All right. So those are some, I think, interesting things to look at by way of these demonstrations. But now I'd like to go back to my slide set and show you some examples that will address the question of whether these things are seeing like we see. So you can try these examples online. There are a variety of websites that allow you to put in your own picture.
And there's a cottage industry of producing papers in journals that fool neural nets. So in this case, a very small number of pixels have been changed. You don't see the difference, but it's enough to take this particular neural net from a high confidence that it's looking at a school bus to thinking that it's not a school bus. Those are some things that it thinks are a school bus.
So it appears to be the case that what is triggering this school bus result is that it's seeing enough local evidence that this is not one of the other 999 classes and enough positive evidence from these local looks to conclude that it's a school bus. So do you see any of those things? I don't. And here you can say, OK, well, look at that baseball one. Yeah, that looks like it's got a little bit of baseball texture in it. So maybe what it's doing is looking at texture.
These are some examples from a recent and very famous paper by Google using essentially the same ideas to put captions on pictures. So this, by the way, is what has stimulated all this enormous concern about artificial intelligence. Because a naive viewer looks at that picture and says, oh, my god, this thing knows what it's like to play, or be young, or move, or what a Frisbee is. And of course, it knows none of that. It just knows how to label this picture.
And to the credit of the people who wrote this paper, they show examples that don't do so well. So yeah, it's a cat, but it's not lying. Oh, it's a little girl, but she's not blowing bubbles. What about this one?
So we've been doing our own work in my laboratory on some of this. And the way the following set of pictures was produced was this. You take an image, and you separate it into a bunch of slices, each representing a particular frequency band. And then you go into one of those frequency bands and you knock out a rectangle from the picture, and then you reassemble the thing. And if you hadn't knocked that piece out, when you reassemble it, it would look exactly like it did when you started.

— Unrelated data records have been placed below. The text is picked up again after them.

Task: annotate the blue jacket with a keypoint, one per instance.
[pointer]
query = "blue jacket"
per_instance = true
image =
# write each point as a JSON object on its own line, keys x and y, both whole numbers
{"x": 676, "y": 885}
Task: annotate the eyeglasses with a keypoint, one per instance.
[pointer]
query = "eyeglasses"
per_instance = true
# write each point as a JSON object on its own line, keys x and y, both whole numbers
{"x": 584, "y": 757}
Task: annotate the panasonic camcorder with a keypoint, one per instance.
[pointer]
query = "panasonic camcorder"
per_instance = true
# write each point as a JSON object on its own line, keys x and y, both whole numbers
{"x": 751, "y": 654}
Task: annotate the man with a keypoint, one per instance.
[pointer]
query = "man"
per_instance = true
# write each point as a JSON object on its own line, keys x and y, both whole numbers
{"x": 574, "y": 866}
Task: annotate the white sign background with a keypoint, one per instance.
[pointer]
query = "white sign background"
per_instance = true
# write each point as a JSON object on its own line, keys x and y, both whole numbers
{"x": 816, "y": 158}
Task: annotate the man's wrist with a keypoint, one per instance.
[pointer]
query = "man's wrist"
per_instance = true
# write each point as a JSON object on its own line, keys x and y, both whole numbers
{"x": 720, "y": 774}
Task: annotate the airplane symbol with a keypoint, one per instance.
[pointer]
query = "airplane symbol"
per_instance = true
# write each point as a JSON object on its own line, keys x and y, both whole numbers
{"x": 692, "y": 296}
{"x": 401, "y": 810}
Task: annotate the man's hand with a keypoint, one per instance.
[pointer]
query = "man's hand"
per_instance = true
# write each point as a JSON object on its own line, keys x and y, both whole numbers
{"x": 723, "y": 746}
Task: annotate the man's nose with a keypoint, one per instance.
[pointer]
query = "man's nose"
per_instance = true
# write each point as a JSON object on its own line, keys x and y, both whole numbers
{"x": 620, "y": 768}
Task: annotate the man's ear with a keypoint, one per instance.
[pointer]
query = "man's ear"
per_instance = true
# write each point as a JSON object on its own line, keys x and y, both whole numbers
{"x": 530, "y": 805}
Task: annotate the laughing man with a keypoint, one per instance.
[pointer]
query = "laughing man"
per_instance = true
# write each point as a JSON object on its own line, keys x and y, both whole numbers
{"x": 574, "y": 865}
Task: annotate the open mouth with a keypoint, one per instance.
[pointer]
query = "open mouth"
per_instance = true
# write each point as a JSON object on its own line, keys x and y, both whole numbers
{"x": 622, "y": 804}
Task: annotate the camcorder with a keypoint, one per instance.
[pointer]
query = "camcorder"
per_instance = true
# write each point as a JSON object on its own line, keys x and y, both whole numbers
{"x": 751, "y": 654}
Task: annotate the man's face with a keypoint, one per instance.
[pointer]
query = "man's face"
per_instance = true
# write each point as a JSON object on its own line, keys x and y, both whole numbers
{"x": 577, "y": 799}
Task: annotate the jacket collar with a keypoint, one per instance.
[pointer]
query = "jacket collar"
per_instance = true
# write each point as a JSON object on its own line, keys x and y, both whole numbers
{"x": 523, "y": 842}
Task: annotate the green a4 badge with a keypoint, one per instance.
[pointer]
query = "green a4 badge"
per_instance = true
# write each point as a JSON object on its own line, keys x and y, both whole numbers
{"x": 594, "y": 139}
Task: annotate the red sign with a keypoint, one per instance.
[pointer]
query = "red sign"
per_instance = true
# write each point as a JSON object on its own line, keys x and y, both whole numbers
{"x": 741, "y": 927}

So what we're doing is we knock out as much as we can and still retain the neural net's impression that it's the thing that it started out thinking it was. So what do you think this is? It's identified by a neural net as a railroad car because this is the image that it started with. How about this one? That's easy, right? That's a guitar. We weren't able to mutilate that one very much and still retain the guitar-ness of it.
How about this one?
AUDIENCE: A lamp?
PATRICK H. WINSTON: What's that?
PATRICK H. WINSTON: What?
PATRICK H. WINSTON: A lamp. Any other ideas?

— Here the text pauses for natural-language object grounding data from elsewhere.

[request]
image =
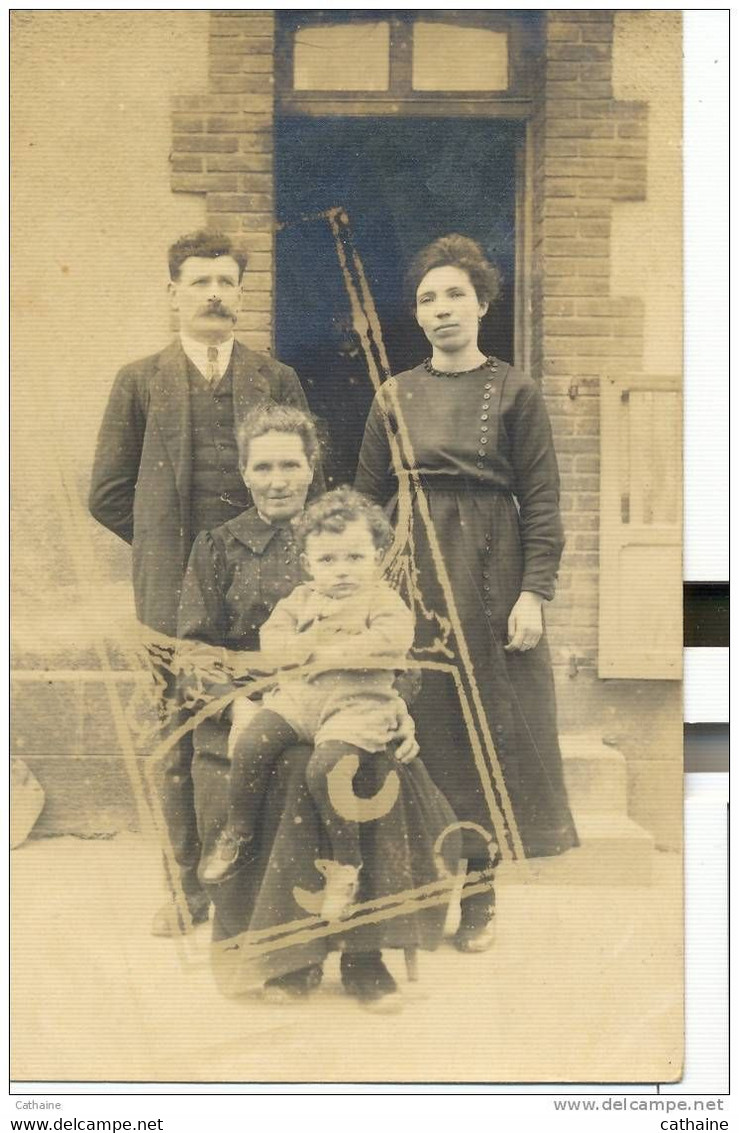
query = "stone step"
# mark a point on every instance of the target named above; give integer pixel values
(595, 775)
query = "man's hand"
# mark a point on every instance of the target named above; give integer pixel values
(407, 747)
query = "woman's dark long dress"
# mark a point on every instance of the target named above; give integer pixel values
(235, 578)
(481, 444)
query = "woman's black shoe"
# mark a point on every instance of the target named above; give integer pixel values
(476, 930)
(365, 977)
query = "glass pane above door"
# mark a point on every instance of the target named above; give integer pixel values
(450, 58)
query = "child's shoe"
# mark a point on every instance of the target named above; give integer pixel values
(229, 853)
(340, 889)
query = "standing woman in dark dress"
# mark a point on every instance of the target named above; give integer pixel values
(464, 443)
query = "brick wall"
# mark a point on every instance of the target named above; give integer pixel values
(222, 147)
(589, 153)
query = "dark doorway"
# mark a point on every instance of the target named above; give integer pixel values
(401, 181)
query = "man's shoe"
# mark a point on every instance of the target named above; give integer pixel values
(170, 921)
(340, 889)
(292, 985)
(365, 977)
(476, 930)
(229, 853)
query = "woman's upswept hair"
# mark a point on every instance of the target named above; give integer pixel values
(334, 510)
(455, 250)
(277, 418)
(206, 245)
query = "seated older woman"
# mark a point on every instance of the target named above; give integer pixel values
(266, 928)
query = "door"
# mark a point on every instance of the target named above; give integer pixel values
(401, 182)
(640, 622)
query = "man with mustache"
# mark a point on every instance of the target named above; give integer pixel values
(167, 468)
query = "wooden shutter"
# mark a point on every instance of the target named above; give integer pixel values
(640, 579)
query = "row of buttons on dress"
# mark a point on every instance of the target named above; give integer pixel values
(484, 428)
(489, 548)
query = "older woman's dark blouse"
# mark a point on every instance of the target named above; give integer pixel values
(236, 576)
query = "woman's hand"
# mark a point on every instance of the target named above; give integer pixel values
(525, 625)
(406, 737)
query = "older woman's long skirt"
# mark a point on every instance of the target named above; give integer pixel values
(266, 919)
(477, 536)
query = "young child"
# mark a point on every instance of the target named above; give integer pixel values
(345, 612)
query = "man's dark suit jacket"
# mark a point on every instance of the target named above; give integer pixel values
(141, 482)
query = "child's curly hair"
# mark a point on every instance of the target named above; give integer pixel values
(333, 510)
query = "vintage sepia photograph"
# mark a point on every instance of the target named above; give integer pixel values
(347, 580)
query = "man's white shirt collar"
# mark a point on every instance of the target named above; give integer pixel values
(197, 354)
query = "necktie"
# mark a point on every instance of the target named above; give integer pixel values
(212, 373)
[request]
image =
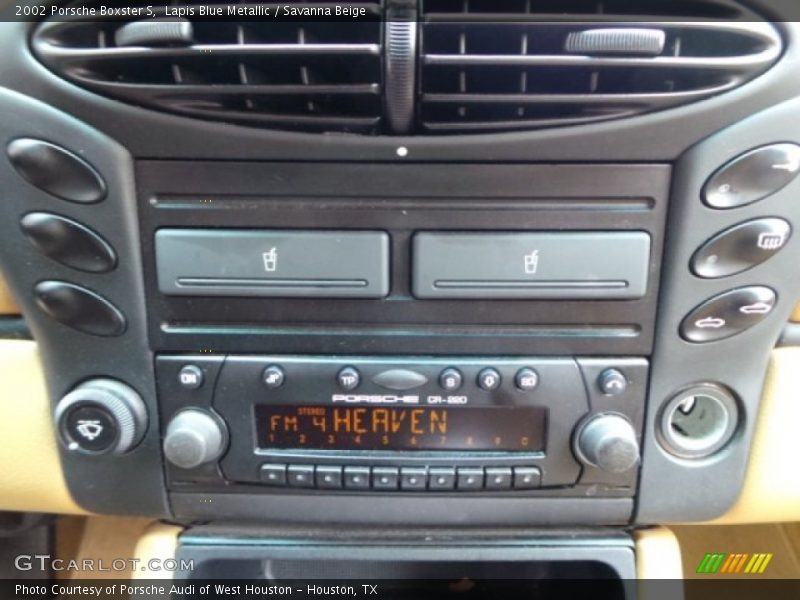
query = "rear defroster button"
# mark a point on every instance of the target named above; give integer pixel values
(727, 314)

PATRICK H. WINSTON: Ken, what do you think it is?
AUDIENCE: A toilet.
PATRICK H. WINSTON: See, he's an expert on this subject.
It was identified as a barbell. What's that?

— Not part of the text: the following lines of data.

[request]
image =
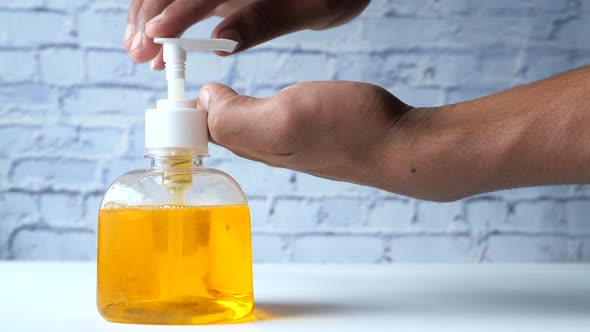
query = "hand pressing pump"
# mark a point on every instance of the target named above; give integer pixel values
(174, 239)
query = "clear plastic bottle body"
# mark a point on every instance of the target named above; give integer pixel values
(174, 246)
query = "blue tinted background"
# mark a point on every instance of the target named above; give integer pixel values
(71, 112)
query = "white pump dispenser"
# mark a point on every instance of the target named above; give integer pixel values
(175, 126)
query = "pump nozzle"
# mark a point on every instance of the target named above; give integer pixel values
(175, 57)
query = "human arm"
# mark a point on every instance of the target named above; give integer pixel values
(536, 134)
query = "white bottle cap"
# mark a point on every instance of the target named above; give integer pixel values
(175, 126)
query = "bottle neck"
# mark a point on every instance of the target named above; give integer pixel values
(176, 162)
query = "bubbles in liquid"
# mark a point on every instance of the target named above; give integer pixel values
(170, 264)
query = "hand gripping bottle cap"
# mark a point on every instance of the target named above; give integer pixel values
(175, 126)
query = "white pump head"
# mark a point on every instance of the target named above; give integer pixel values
(176, 126)
(175, 49)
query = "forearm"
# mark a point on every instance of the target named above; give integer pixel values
(536, 134)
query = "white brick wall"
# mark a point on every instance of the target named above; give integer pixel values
(71, 112)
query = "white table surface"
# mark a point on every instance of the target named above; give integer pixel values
(498, 298)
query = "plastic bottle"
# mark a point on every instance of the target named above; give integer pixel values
(174, 239)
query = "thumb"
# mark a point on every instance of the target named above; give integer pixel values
(240, 122)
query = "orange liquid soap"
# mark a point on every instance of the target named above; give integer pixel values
(173, 264)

PATRICK H. WINSTON: A what?
PATRICK H. WINSTON: Cello. You didn't see the little girl or the instructor. How about this one?
PATRICK H. WINSTON: What?
PATRICK H. WINSTON: No.
PATRICK H. WINSTON: It's a grasshopper. What's this?
AUDIENCE: A wolf.
PATRICK H. WINSTON: Wow, you're good. It's actually not a two-headed wolf.
It's two wolves that are close together.
PATRICK H. WINSTON: That's a bird, right?
PATRICK H. WINSTON: Good for you. It's a rabbit.
How about that?
[? AUDIENCE: Giraffe. ?]
PATRICK H. WINSTON: Russian wolfhound.
PATRICK H. WINSTON: If you've been to Venice, you recognize this.
PATRICK H. WINSTON: So bottom line is that these things are an engineering marvel and do great things, but they don't see like we see.